Bursting to life as soon as you press play, Melody Day sets the scene immediately. Those Beach Boys vocals, slightly musky production and bouncing melodies are all driven into your head with a whole host of jangling guitars, whistles and flutes. After Hours sounds like the Beatles if they’d spent time in California smoking copious amounts of weed. The backtracking rhythms, crackling drums and harmonic hums make it sound like something recorded 40 years ago and yet futuristic at the same time. In fact the whole album is this odd blend of the future, present and past. Seemingly independent musical threads are woven into a carpet of aural pleasure. She’s The One, meanwhile, is the offspring of TV On The Radio and Super Furry Animals. The high pitched vocals flowing over chugging bass and guitars revealing a song with pure pop sensibilities. The "dur dur durs" counteracting the repetitive chorus of "She’s the one", bringing to mind The Beta Band at their most chart worthy.
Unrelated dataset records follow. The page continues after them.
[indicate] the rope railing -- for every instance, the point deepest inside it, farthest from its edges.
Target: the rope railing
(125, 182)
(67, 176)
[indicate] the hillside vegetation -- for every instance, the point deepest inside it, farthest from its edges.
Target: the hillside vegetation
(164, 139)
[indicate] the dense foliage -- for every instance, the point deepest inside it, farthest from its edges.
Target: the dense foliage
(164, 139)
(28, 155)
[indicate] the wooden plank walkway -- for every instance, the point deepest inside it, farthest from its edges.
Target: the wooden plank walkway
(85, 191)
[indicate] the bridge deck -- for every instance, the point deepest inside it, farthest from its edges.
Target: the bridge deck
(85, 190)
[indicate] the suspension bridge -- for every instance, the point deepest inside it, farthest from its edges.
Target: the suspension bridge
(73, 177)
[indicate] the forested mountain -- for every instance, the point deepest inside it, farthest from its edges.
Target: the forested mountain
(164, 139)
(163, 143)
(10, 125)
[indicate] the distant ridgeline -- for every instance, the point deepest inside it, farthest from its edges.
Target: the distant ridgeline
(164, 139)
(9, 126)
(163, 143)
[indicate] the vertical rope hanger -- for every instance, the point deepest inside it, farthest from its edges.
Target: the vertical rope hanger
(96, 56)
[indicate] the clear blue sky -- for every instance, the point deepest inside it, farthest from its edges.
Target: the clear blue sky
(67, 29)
As you might have guessed by now, I’m rather taken with this album. It came like a bolt from the blue having never really embraced their back catalog. The ability to snatch choice influences from across the musical spectrum and make them their own is the real skill about Andorra. The New Order aping bassline and synths of Niobe is a perfect an album closer as you’re ever likely to get. In fact, this one track has made me fall in love with electronic pop music all over again. It may be eight minutes long, but it’s undulating rhythm, echoing synthesiser and bubbling beats make me play it again straight after it’s finished. This is a remarkable album that may not see the same press adulation as the acts mentioned at the start of this piece, but only because it deserves more.